"El ruido eterno" es el título. Un tal Alex Ross es el escritor. Es una historia del siglo XX a través de uno de los ruidos más caros y sofisticados; la música culta, la música clásica, o como quiera llamársele. Historia complicada por muchas cosas, no sólo porque esta música refleje también el movido siglo en cuestión, sino porque se fue por unos andurriales estéticos que dejó atrás a muchos. ¿Pagar por escuchar ruidos? En fin, uno paga por ver una pared llena de escupitajos de colores, o por un lienzo cruzado por líneas hechas con una regla (la cosa más imbécil que existe en arte contemporáneo, el tal Mondrian. Sí, ya, el concepto es el concepto). Uno paga por oler la mierda del artista, enlatada o no, pero es que la mierda del artista no hace ruido. Puede que ahí esté el fracaso de una parte de la música del siglo XX. Nadie en su sano juicio pagaría porque le hicieran ruido en la oreja. La gente prefiere oler mierda a que les truenen el oído. Pero hay una cosa bastante clara; lo que para mí es música para mi abuela es ruido. Por lo tanto uno encuentra placer en determinados ruidos (musicales) que a mi abuela le parecen absolutamente inaguantables. Y supongo que eso sin salirse de la música culta.
Yo tampoco soy mucho de exponerme a ruidos. Wozzek siempre me asustó, literalmente. Esos gritos desgarradores siempre me pillaban desprevenido. A pesar de que tengo a la música por al arte más grande que inventó el hombre (la literatura y la pintura y todo lo demás me parecen niñerías a su lado), pues a pesar de eso, no me considero un escuchador muy audaz ni muy abierto. Tengo buena oreja, me parece, pero un cerebro perezoso, distraído. Padezco una capacidad de concentración absolutamente desastrosa. Pierdo pie antes de darme cuenta de que pierdo pie. Así a todo, tengo curiosidad, me gusta la música, y esta me permite hacer lo que más me gusta hacer; nada. Para escuchar música lo mejor es no hacer nada; sentarse y quedarse quieto. Mirar al techo, si acaso. Hace años miraba mucho al techo, escuchando por ejemplo las sonatas de Debussy, o a Satie, o mismo a Dylan o a David Bowie o a Black Sabbath o a Nirvana. Mirar al techo me emocionaba.

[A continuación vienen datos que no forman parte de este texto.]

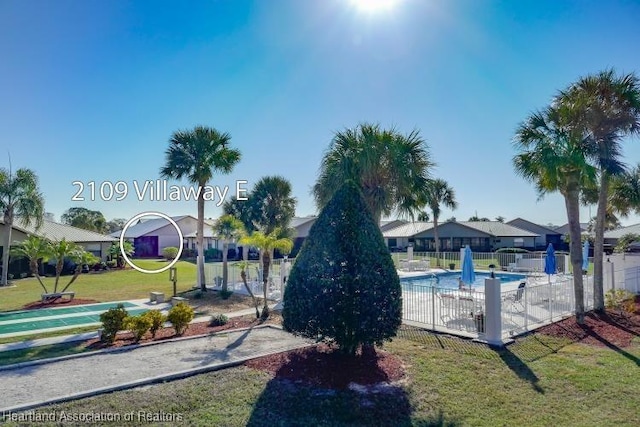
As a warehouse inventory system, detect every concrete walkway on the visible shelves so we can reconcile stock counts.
[0,326,311,413]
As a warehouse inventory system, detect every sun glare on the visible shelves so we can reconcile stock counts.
[351,0,399,13]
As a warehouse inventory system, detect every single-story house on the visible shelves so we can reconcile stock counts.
[111,215,198,258]
[383,221,542,252]
[506,218,569,250]
[604,224,640,251]
[0,219,118,274]
[289,216,318,256]
[554,222,589,241]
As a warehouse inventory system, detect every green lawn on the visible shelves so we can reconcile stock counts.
[0,260,196,311]
[11,330,640,426]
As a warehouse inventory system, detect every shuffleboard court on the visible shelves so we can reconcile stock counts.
[0,301,137,323]
[0,302,148,337]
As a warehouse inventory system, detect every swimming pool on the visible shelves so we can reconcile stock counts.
[400,272,527,289]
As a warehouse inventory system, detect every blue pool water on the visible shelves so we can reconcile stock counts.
[400,272,527,289]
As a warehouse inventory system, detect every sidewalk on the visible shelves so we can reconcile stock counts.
[0,326,311,413]
[0,301,276,356]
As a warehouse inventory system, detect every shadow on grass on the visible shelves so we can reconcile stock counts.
[247,353,461,427]
[581,324,640,366]
[399,326,544,393]
[495,347,544,394]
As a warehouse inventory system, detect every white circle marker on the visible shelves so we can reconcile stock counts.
[120,211,184,274]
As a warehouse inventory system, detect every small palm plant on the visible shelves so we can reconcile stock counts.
[11,235,49,293]
[233,261,260,318]
[240,228,293,319]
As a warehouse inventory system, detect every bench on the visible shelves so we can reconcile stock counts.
[149,292,164,304]
[171,297,187,307]
[42,292,76,302]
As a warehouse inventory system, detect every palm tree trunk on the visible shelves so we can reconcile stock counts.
[433,213,440,267]
[564,185,584,325]
[593,171,609,312]
[1,209,13,286]
[53,257,64,293]
[196,188,207,292]
[60,265,82,292]
[222,242,229,293]
[261,250,271,319]
[240,268,260,319]
[29,260,49,294]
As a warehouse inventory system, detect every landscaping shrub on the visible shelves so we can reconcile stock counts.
[204,248,222,261]
[282,182,402,354]
[100,304,129,344]
[124,313,152,342]
[142,310,167,338]
[219,290,233,299]
[604,289,636,314]
[180,248,196,259]
[167,302,194,335]
[209,314,229,326]
[162,246,179,261]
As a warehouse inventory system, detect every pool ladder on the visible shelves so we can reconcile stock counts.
[429,273,440,285]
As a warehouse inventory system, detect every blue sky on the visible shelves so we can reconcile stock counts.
[0,0,640,224]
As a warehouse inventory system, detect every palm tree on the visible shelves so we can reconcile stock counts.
[558,70,640,311]
[11,235,99,298]
[109,240,136,268]
[233,261,260,319]
[211,215,245,295]
[0,168,44,286]
[160,126,240,292]
[56,246,100,292]
[513,107,596,324]
[240,228,293,319]
[47,239,82,293]
[426,178,458,267]
[11,234,49,293]
[250,176,296,237]
[313,123,434,224]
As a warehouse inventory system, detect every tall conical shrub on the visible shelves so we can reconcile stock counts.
[282,182,402,354]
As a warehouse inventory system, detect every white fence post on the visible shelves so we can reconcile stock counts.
[484,279,504,347]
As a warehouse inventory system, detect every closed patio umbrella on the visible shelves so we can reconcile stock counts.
[544,243,556,283]
[582,240,589,271]
[461,245,476,285]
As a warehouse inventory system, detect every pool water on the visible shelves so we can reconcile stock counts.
[400,272,527,289]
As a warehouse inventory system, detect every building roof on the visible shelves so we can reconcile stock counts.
[382,221,539,238]
[182,226,217,239]
[506,218,560,236]
[555,222,589,235]
[604,224,640,239]
[457,221,540,237]
[289,216,318,228]
[380,219,407,232]
[0,218,117,243]
[382,221,433,239]
[111,215,195,239]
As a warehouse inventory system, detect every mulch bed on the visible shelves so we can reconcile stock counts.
[538,296,640,347]
[245,344,405,390]
[23,297,100,310]
[85,316,264,350]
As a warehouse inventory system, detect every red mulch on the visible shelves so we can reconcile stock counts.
[23,297,100,310]
[86,316,269,350]
[538,296,640,347]
[245,344,405,389]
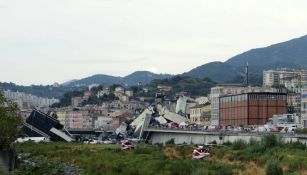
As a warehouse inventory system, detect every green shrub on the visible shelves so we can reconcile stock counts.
[295,128,307,134]
[232,139,247,150]
[266,160,284,175]
[248,137,259,146]
[262,134,280,148]
[209,140,217,145]
[165,138,175,145]
[288,160,304,172]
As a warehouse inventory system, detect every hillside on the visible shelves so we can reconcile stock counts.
[149,75,216,97]
[225,35,307,73]
[64,71,172,86]
[0,82,78,98]
[185,35,307,85]
[184,62,239,82]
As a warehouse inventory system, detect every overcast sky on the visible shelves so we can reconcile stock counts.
[0,0,307,85]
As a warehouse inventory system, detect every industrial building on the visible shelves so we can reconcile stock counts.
[219,92,287,126]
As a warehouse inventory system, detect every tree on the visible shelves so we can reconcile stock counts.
[0,92,22,150]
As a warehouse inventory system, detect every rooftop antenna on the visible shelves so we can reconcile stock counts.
[245,62,249,87]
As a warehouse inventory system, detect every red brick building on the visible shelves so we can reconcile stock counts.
[219,93,287,126]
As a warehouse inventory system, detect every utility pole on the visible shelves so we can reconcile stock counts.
[245,62,249,87]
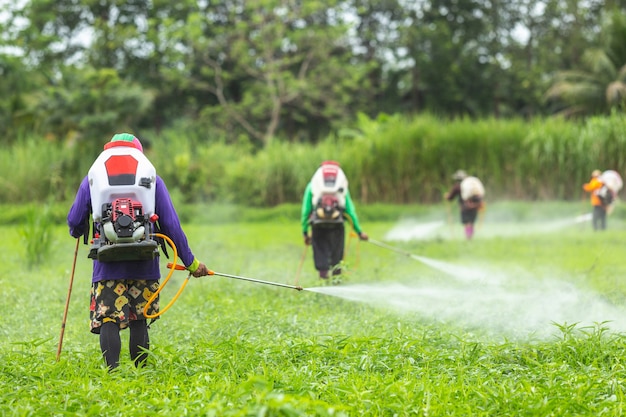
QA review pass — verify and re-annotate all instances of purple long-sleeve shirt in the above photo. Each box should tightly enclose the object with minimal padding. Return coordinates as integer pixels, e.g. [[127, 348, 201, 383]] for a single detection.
[[67, 176, 195, 282]]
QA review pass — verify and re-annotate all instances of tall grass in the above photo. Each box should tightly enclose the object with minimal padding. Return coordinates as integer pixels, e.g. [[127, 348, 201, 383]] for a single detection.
[[0, 114, 626, 207], [20, 205, 54, 270]]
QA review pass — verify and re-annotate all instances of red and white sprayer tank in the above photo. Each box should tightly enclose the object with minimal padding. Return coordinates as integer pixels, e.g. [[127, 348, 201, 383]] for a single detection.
[[87, 146, 156, 222]]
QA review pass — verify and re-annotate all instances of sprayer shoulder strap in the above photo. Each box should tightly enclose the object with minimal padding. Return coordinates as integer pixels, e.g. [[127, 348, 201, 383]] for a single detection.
[[154, 222, 170, 259]]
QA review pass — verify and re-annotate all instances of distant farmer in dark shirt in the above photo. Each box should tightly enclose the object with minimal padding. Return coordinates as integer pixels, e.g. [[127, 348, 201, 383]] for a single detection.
[[301, 161, 367, 279], [445, 170, 485, 240], [67, 133, 209, 370]]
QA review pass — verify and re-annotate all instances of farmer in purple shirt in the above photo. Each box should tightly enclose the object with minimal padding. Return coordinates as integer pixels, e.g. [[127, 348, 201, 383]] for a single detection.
[[67, 133, 209, 369]]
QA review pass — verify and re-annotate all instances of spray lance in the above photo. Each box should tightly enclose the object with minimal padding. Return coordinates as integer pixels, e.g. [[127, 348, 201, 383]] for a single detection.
[[367, 238, 422, 261], [143, 233, 303, 319], [167, 262, 304, 291]]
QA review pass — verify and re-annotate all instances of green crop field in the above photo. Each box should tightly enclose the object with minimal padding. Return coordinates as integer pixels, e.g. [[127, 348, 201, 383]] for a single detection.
[[0, 202, 626, 416]]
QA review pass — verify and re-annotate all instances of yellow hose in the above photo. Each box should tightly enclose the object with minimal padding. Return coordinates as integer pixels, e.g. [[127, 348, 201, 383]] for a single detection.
[[143, 233, 191, 319]]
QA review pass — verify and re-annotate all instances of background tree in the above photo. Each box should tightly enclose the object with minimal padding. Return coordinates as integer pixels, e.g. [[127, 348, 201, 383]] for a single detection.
[[546, 12, 626, 116]]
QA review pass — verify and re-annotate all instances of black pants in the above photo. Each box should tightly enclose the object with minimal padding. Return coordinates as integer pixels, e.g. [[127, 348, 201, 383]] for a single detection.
[[591, 206, 606, 230], [311, 223, 345, 271]]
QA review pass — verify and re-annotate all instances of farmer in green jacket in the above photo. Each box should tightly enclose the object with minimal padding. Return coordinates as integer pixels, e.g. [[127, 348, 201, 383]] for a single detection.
[[301, 161, 367, 279]]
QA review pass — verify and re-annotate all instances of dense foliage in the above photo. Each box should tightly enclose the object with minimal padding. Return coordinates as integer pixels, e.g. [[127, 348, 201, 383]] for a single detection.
[[0, 0, 626, 148], [0, 113, 626, 207]]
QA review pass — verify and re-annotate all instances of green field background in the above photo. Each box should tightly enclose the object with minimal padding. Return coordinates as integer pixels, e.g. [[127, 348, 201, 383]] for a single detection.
[[0, 114, 626, 207], [0, 201, 626, 416]]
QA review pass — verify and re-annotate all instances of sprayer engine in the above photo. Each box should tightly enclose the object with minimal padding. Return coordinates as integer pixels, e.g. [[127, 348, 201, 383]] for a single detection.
[[102, 198, 145, 242], [89, 198, 158, 262]]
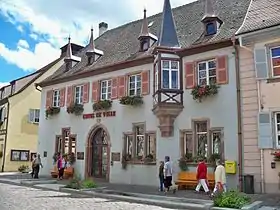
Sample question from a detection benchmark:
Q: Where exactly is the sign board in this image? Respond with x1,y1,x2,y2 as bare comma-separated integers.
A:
83,111,116,119
77,152,85,160
111,152,121,161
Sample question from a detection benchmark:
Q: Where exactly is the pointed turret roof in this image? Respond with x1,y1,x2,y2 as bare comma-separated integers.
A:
158,0,180,47
202,0,222,22
138,9,149,39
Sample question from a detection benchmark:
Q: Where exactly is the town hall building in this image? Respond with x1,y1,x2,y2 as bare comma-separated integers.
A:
37,0,249,188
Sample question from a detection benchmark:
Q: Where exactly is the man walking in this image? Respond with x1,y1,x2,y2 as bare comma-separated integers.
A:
195,158,209,194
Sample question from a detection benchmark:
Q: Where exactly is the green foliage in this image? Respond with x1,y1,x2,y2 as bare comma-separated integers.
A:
45,107,60,119
66,175,97,190
214,191,251,209
92,100,113,112
18,165,29,172
191,84,219,102
67,103,84,115
120,96,144,106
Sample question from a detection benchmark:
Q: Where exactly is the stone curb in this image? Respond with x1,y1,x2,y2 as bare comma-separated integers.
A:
60,187,211,210
211,201,263,210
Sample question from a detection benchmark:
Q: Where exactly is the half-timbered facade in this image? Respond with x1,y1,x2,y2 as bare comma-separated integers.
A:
38,0,248,187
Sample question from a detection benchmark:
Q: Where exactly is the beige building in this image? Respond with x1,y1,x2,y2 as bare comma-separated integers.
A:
236,0,280,193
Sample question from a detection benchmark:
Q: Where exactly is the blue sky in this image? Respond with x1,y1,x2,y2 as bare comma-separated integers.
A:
0,0,194,86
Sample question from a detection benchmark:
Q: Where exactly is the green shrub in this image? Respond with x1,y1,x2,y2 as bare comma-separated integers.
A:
214,191,251,209
82,179,97,189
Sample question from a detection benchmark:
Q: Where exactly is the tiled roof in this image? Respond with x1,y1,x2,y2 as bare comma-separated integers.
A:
44,0,250,82
237,0,280,34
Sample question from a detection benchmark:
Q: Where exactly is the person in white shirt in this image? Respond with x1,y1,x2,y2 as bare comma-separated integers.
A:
212,160,227,195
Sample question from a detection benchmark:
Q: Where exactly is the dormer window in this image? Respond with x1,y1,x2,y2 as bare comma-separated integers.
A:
140,39,149,51
205,22,217,36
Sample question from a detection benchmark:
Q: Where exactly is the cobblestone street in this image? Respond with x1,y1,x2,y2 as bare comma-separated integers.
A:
0,183,175,210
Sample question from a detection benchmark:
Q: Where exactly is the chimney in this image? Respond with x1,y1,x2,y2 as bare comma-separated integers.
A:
99,22,108,36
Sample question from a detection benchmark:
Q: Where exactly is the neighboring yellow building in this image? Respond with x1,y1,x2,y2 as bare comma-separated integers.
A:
0,57,63,172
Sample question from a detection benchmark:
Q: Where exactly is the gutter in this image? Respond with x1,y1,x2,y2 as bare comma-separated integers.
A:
1,100,10,172
232,37,243,191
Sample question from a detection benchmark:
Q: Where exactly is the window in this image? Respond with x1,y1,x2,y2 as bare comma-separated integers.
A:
129,74,141,96
271,46,280,76
75,86,84,104
206,22,216,36
124,124,156,161
101,80,112,100
180,120,223,159
53,90,60,107
161,61,179,89
11,150,29,161
274,112,280,147
198,60,217,85
29,109,40,123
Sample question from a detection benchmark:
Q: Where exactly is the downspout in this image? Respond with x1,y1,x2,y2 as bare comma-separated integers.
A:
232,37,243,191
1,98,10,172
238,36,265,193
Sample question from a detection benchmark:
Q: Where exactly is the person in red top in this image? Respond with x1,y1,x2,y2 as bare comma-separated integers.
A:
195,158,210,194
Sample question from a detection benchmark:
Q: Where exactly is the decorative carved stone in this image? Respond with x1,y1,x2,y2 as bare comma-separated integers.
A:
153,104,184,137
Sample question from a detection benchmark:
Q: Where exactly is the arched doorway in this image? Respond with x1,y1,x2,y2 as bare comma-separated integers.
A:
87,127,110,179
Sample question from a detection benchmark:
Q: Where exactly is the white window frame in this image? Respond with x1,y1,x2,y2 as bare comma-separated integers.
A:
161,60,180,90
100,80,112,100
274,112,280,148
197,59,217,85
52,90,60,107
28,109,40,124
270,45,280,77
74,85,84,104
128,74,142,96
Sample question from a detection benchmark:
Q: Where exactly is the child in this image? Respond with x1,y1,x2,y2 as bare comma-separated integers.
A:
158,161,164,192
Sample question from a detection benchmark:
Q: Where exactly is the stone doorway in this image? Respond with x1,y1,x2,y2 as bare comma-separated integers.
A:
86,126,110,180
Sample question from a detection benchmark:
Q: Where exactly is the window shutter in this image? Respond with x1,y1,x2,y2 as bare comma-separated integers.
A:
66,86,74,107
141,70,150,95
46,90,53,108
118,76,126,98
185,62,196,89
91,81,99,102
254,47,268,79
258,112,274,149
83,82,89,104
217,55,228,84
28,109,35,123
111,77,118,99
59,88,66,107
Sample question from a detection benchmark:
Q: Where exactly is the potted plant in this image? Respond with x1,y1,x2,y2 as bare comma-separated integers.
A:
67,103,84,115
272,151,280,162
120,96,144,106
92,100,113,112
191,84,219,102
45,106,60,119
121,154,131,170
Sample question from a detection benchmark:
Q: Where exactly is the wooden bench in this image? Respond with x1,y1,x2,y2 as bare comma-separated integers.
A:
175,171,215,189
51,166,74,179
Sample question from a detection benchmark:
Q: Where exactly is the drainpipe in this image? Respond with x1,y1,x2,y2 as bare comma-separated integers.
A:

Una de las razones de que la música contemporánea culta no haya cuajado en el mundo de las orejas más refinadas es porque tradicionalmente el público de auditorio o teatro es de lo peor. Lo más reaccionario y casposo de la sociedad. Puede que las élites no sean ya marquesas, pero la señora del subdelegado no está mucho más evolucionada culturalmente. Yo diría que la marquesa, pese a la embolia que le había dado o le iba a dar, controlaba más. Aún hoy, genios absolutos, equiparables a un Proust o Joyce o Picasso en otras artes, como Stravinsky o Bartok o Messiaen se programan con reticencias, a cuentagotas. Y hablo de los genios indiscutibles. El hecho de que el público apenas haya atendido a la música contemporánea hizo, sobre todo en la segunda mitad de siglo, que los nuevos se encerraran más en sí mismos, en un espacio cada vez más autista y en el que se colaron verdaderos fraudes artísticos cortados todos por el mismo patrón (banda sonora de película de terror de serie B). Ni más ni menos que como en otros artes. Después de Duchamp se abrió la veda para la estupidez. Y el estúpido no era Duchamp, sino muchos de los que vinieron después y vieron un camino donde no había nada, una broma, el fin del arte, o de un arte. Puede que John Cage, una especie de Duchamp de la música, haya hecho lo mismo y haya cerrado las puertas a una forma de entenderla, un punto y aparte o un punto y final.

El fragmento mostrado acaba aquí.